Ever had something that was once considered a blessing then something happened and it started feeling like it was sent straight from the devil’s zip code? Well, I have.
In December of 2013, I finally made the move to buy a new vehicle, as my car that I’d had since 2002 decided it was in need of a break. I purchased the vehicle, was initially excited then eventually started having trouble out of it that I shall not discuss as to not revisit those lovely emotions I experienced. While to some, the issue I had might have appeared minuscule. To me it was major enough. My first thought was, “Drats, I wish I could just go back to my old car.” But I couldn’t, so I didn’t.
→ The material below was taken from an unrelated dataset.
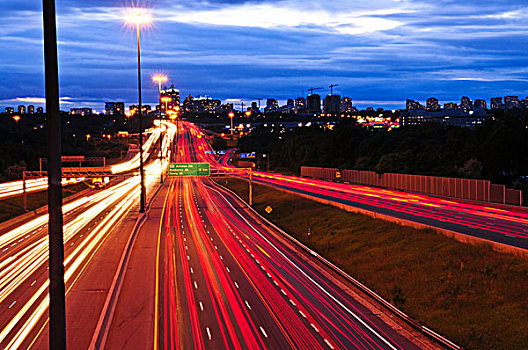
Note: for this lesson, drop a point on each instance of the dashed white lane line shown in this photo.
(263, 332)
I then entertained the gamut of wild and rapid questions like, “How will I afford to pay for it?”, “How can I pay insurance on two cars?”, “Where will I get money for gas?”
I pressed on and drove the newer vehicle, grateful that I had the credit to buy it and growing in certainty that the Lord was going to give me the monthly cash to keep it. When the 2014 winter storms hit I was stuck in downtown Birmingham, AL more than 35 miles from my home. As with many, I glided and was guided by guardian angels who allowed me to make it to my godmothers house just 10 miles away. It took four hours just to get 10 miles. As I was taking off my boots in the warm comfort of the room I used to nap in as a child when I was sick (or pretended to be sick) I thought about how much worse my drive to Powderly could have been had I been in my old car rather than my newer, bigger, and safer truck. I realized then that a blessing is a blessing even when it doesn’t feel like it. God knew I would need that truck, and no matter how much I tried to go back to what was He wouldn’t let me.
Fast-forward to now, and I’m in the throes of revisiting some tough choices that many might not have understood (many meaning me too) and having recently made some difficult decisions personally that I believe with my whole heart are in my best interest and will pay off for me in the end. And yes, it feels like these choices are bringing along companions that would like nothing more than to drench my dreams with doubt and a splash of “you know you should have just kept things the way they were”, but I have to believe that these decisions too, are a blessing. I have to believe, and I do, that like the newer truck that I tried to give back not one, not two but three times, these choices will one day help guide and glide me safely to where I’m supposed to be with an AWESOME, AWESOME story attached.